Probability & Statistics/Average Annual Confusion?
QUESTION: Ok, I am a librarian and I like to run analysis of the print books in my library annually to determine what sections are being used well and what sections may need improvement. One of the things I look at is Average Annual Circulation as opposed to just looking at “raw” absolute total circulation. The average annual circulation is the number of circulations (i.e., checkouts) that a given item or collection averages per year.
Here is an example of what I mean:
Book A has circulated 20 times (raw circulation) in ten years on the shelf. Which means it has an Average Annual Circulation of 2 (20 circs/ 10 years).
Now where I run into trouble is doing this calculation for items that have been on the shelf for less than a complete year.
Book B has circulated 3 times in a quarter of a year on the shelf. When I run the same calculation for Book B for Average Annual Circulation I get 16 (4 circs/ .25 years).
Now how can the average be higher than the absolute total? What am I missing here? Any assistance would be greatly appreciated.
ANSWER: Your calculation makes sense -- it is not a paradox.
In 3 months (0.25 years), the book was checked out 3 times (or was it 4?). Let's say it's 3.
That means you have an average circulation of 3/(0.25) = 12 times.
It is okay that the average is higher than the total, because the average is over an entire year
, while the current count is only a fraction of a year
(hence, it is smaller).
---------- FOLLOW-UP ----------
QUESTION: Thanks. So now that the calculation is correct, is it fair to compare average annual circulation for items that have a shelf-life of less than a year against items that have a shelf-life over a year? Can I group them all together or should I separate them? Will the "inflated" values for the items newer than a year throw off totals?
Because realistically very few, if any, books older than a year ever have average annual circulations as high as the ones for the books that are less than a year old.
I just fear that these "spikes" in the data for the new items throws things off as they are not sustainable for longer lived items.

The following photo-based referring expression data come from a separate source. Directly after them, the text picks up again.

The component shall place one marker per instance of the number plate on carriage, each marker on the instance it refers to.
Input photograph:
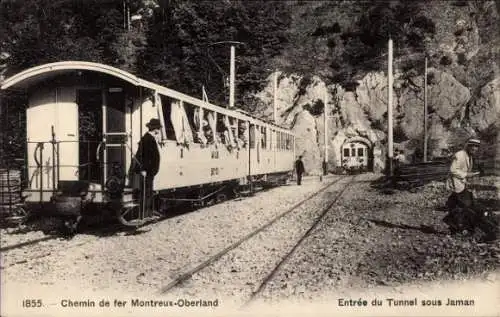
(116, 138)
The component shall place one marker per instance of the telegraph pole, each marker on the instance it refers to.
(275, 96)
(231, 68)
(231, 78)
(389, 109)
(325, 110)
(425, 111)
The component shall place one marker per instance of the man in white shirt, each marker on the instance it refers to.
(461, 198)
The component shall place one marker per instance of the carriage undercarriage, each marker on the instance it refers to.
(127, 209)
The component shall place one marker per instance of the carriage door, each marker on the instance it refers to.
(115, 134)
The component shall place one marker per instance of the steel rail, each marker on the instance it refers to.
(188, 274)
(287, 256)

Generally speaking, no, these figures are all comparable. They all represent the annual circulation rates, regardless of the shelf-life. Now, depending on how you use the data, you ought to be aware of this.
If you are doing long-term projections, for example, you would not want to include the short-life items. Any results you get might be misleading if you were to predict, for example, that items that normally get checked out 20 times in one month and are then removed from circulation will somehow be checked out hundreds of times in the next decade (they won't! they were removed from circulation!).

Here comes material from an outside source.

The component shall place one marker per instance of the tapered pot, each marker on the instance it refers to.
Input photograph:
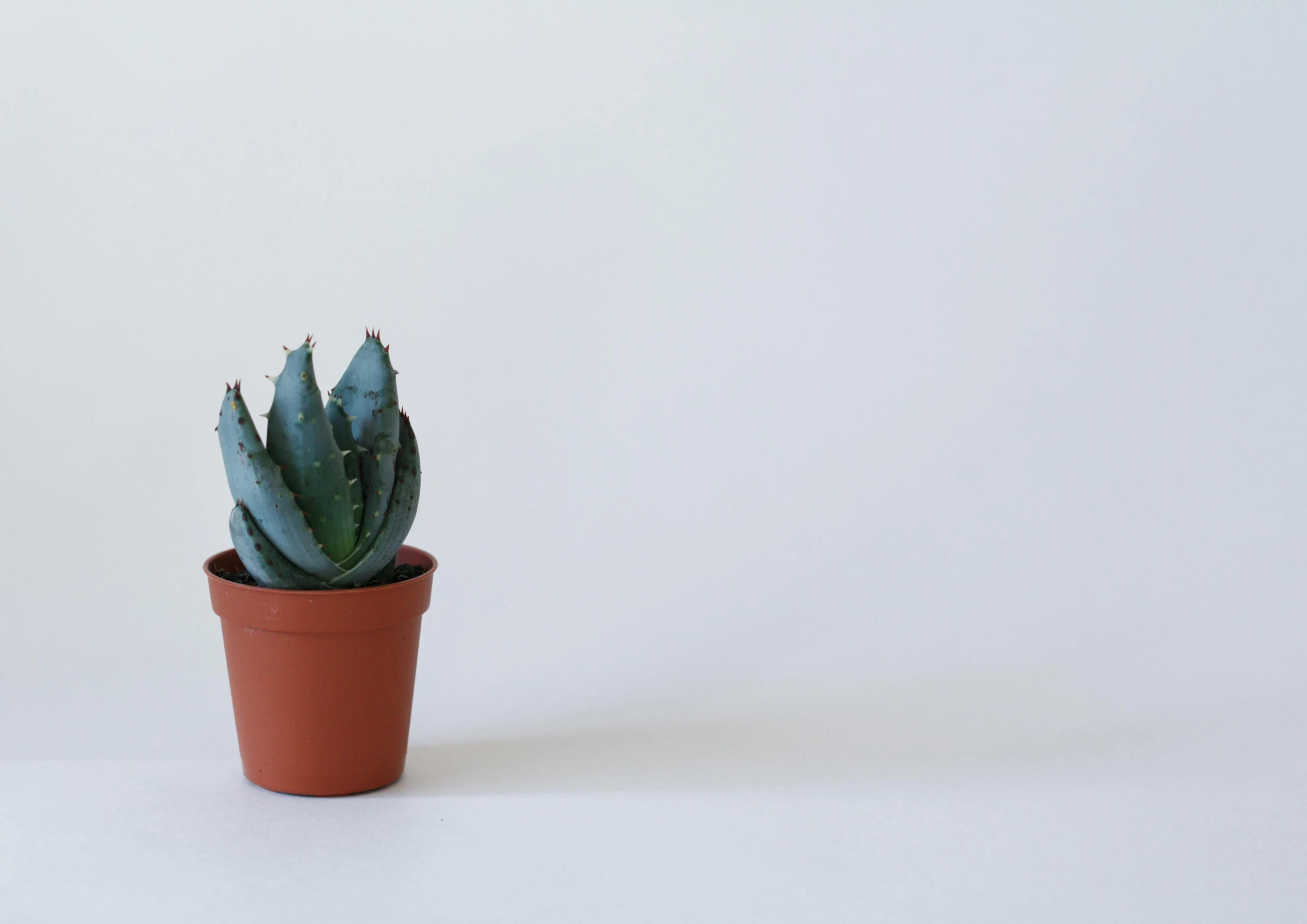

But they are not "spikes" or "inflated" -- these are the true annual circulation rates. It is important to understand that this rate is only one important quantity associated to a particular item. The shelf-life is another important quantity to consider. Depending on your analysis, in some cases you may need to include the short-life items. In other cases, not.
Here are two examples, one good, one bad:
Imagine you are trying to count how many check-outs total there will be in the next year. If you have 5000 long-life items that average 2 circulations per year, that is 10000 check-outs you will see. You may also have 600 short-life items that average 20 circulations per year, but if these items do not last the full year, you should NOT be counting 12000 check-outs for this group!!

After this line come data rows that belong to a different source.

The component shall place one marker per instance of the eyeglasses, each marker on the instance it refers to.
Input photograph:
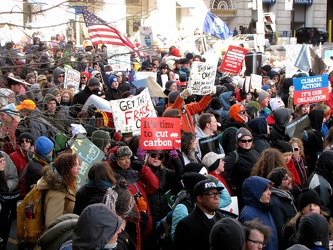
(245, 141)
(286, 178)
(159, 156)
(263, 244)
(212, 194)
(25, 140)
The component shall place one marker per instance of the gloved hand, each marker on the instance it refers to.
(185, 93)
(141, 153)
(137, 164)
(173, 154)
(141, 204)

On the other hand, if you were trying to determine which items are the most popular, something like average annual circulation may be a good measurement. If an obscure book is checked out once per year, while a short-life item is checked out 30 times per year (that might be 10 times over 4 months), the second item is clearly much more popular.
If your analysis is highly statistical, you would also need a statistically significant sample size, but if you are at a library or any such environment, you presumably have a large number of items in circulation.